Перед ним, на одно мгновенье, промелькнули два образа, образа, полные юных, светлых сил и безвременно исчезнувшие в могиле. Оба, он и она, так странно, как-то фантастически любили друг друга. Он был какой-то восторженный мистик, фанатик, красавец собой, рослый, статный, с южным колоритом, с большими черными, страстными глазами. Он увлекал многих своими проповедями в какую-то маленькую, темную секту фотозофов и секта быстро разрасталась, и точно также быстро рухнула с его смертью. Он умер вскоре после жены, маленького, худенького существа, которое умело только любить, плакать и молиться. Мистер Драйлинг считал ее ангелом хранителем его жизни, и когда она умерла, от быстрой скоротечной болезни, вскоре после родов Дженн, – он не возлюбил этого ребенка. Он мучился, положительно мучился целый год, безумствовал, совершал небывалые, неслыханные поступки. Секта верила в него, как в пророка, и вдруг, в один вечер, его нашли мертвым в его собственном саду, в кустах над речкой. Говорили, что он отравился, другие утверждали, что его отравили. Но темное дело осталось темным!

Мисс Драйлинг взяла к себе ребенка, дочь её брата, маленькую Дженн, и воспитала ее с такой заботливостью, с такой нежной любовью, с какой редкая мать воспитывает её собственную дочь.

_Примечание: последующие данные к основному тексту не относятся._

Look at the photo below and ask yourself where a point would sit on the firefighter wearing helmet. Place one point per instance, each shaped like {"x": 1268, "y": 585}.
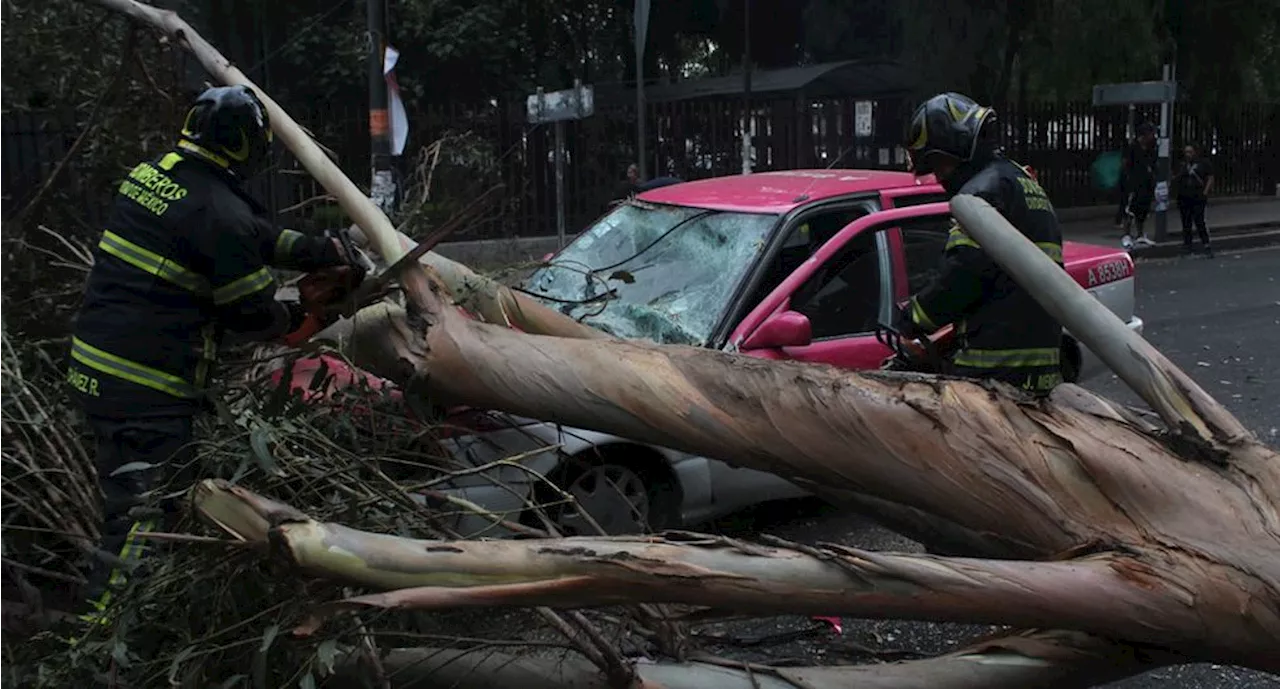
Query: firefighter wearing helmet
{"x": 1004, "y": 333}
{"x": 183, "y": 259}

– Ах, вы не можете представить, дорогой мой мистер Артингсон, – говорила мисс Драйлинг, складывая руки, – вы не можете себе представить, как я люблю ее! И она стоит этой любви, это чудная девушка, добрая, умная и талантливая; но она… она… голос ее задрожал. – Она немного расстроена здесь, – и мисс Драйлинг показала на свою голову, помахала рукой около своего лба и голос её порвался. И снова слезы побежали из её покрасневших глаз.

– Неужели это неизлечимо? – вскричал Артингсон с таким теплым участием.

Мисс Драйлинг покачала головой и начала шопотом, быстрым, отрывочным, наклонясь к Артингсону:

– Она была в той секте, в той ужасной секте «просвещенных»!.. Ведь вы знаете, это какие-то бешеные, поврежденные… И она проповедовала там на митингах, на их безобразных митингах!.. И сколько мне стоило труда. Ах! сколько стоило труда мне, мой дорогой друг, возвратить эту бедную овцу снова в мой дом!

– Но почему же вы думаете, что она помешана? – спросил довольно резко мистер Артингсон, хотя и мягким, задушевным шопотом.

– О! – вскричала мисс Драйлинг и начала так быстро вертеть своей головой, как будто в этом верченьи и были все самые неопровержимые убеждения и доказательства. – У ней грезы, галлюцинации, – прошептала она так таинственно, что Артингсон только по движению её губ мог догадаться, что такое она сказала.

– Но почему же вы думаете?.. – снова спросил он.

– Ах! мистер Артингсон, – перебила его мисс Драйлинг, снова переходя в восторженное состояние, – но если бы вы знали, какая эта добрая, добрая чудная девушка!

И вдруг мисс Драйлинг оглянулась и замолкла.

Позади неё стояла она сама, эта добрая, добрая, чудная девушка.

Мистер Артингсон подошел к ней и протянул ей руку. Он прямо, доверчиво смотрел на это лицо и невольно дивился– не красоте его, хотя красота была действительно поражающая, – он дивился перемене этого лица. Он искал в нем то страстное, гордое, торжествующее выражение, которое так сильно взволновало его вчера, и не находил.

Перед ним стояла красивая девушка, с такими ласковыми, доверчивыми глазами, с такой милой улыбкой и так просто от души пожала она его руку и смотрела на него с невинной детской лаской…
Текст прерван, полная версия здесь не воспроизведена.